La Tobin Tax riguarderà la tassazione delle transazioni finanziarie e dovrebbe combattere la speculazione. Ma, fatta la legge, trovato l’inganno?

Pochi giorni fa, Italia, Spagna, Estonia e Slovacchia si sono aggiunte a Francia, Germania, Belgio, Portogallo, Slovenia, Austria e Grecia, creando una cooperazione rafforzata dentro l’Unione Europea, in favore della Tobin Tax.
Si tratterebbe, stando a quanto era stato deciso un anno fa dalla Commissione UE, di applicare la Tobin Tax nella misura dello 0,1% sul valore delle transazioni azionarie e sulle obbligazioni e dello 0,01% sul valore dei contratti derivati. In questo modo, nelle intenzioni dei Paesi aderenti, si freneranno i movimenti speculativi che puntano essenzialmente a ricavare un guadagno a breve in conto capitale, mentre si dovrebbero ottenere svariati miliardi (cifra non quantificabile), da destinare altrove.

In realtà, il vero rischio per gli Undici è che i capitali fuggano verso gli Stati non


aderenti all’imposizione, in primis verso Olanda e Gran Bretagna, le cui piazze finanziarie già si fregano le mani per quanto riguarda l’entrata in vigore della Tobin Tax (pare sia il 1 gennaio 2013).

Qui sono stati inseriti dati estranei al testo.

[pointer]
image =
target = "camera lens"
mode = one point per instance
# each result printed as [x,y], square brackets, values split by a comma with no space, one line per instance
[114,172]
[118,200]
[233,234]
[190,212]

Anzitutto, va chiarito che la proposta della Commissione dovrà essere accolta dal Consiglio, ossia dagli Stati (bastano nove voti a favore secondo il Trattato di Lisbona) e successivamente votata anche dal Parlamento Europeo. Il che significa che se tutto andrà bene non vi sarà l’applicazione della nuova tassazione prima dell’inizio appunto del prossimo anno.

Secondo punto: verranno tassate le transazioni di quanti sono residenti negli Stati aderenti, per cui non sarebbe teoricamente facile sfuggire alla Tobin Tax per un investitore o istituzione con sede negli Undici.
Nei fatti, dovrebbero restare fuori dall’applicazione sia i titoli di Stato, sia pure altri strumenti finanziari, i quali avrebbero un impatto negativo sulle condizioni di larga parte della popolazione. Parliamo dei prodotti assicurativi, previdenziali, etc. Tuttavia, ancora non si hanno certezze a tale riguardo.

In conclusione, non solo gli Undici rischiano di trovarsi tra le mani un pugno di mosche, a causa dell’erosione della base imponibile (crolla il numero delle transazioni oggetto dell’imposizione fiscale, come documenta la corposa storia di Svezia, Belgio, Francia e Austria), ma ci potrebbero essere effetti distorsivi, dato che gli investitori potrebbero trovare più conveniente puntare sugli strumenti finanziari non tassati.
E tutto questo, senza che la speculazione sarà anche solo minimamente frenata, potendo trovare facile sfogo in altre piazze importanti (Wall Street, Londra, Giappone, etc.) o anche rimanendo intatta nelle Borse oggetto della tassazione, grazie alla fantasia acuta dell’alta finanza, in grado di aggirare la Tobin Tax con strumenti sempre nuovi e difficilmente qualificabili.

La cosiddetta Tobin Tax prende il nome dall’economista e Premio Nobel James Tobin, il quale propose nel 1972 di tassare le transazioni finanziarie, in modo da scongiurare o almeno frenare la speculazione sul capitale e ricavare risorse da dedicare agli investimenti produttivi o in favore delle fasce sociali più deboli.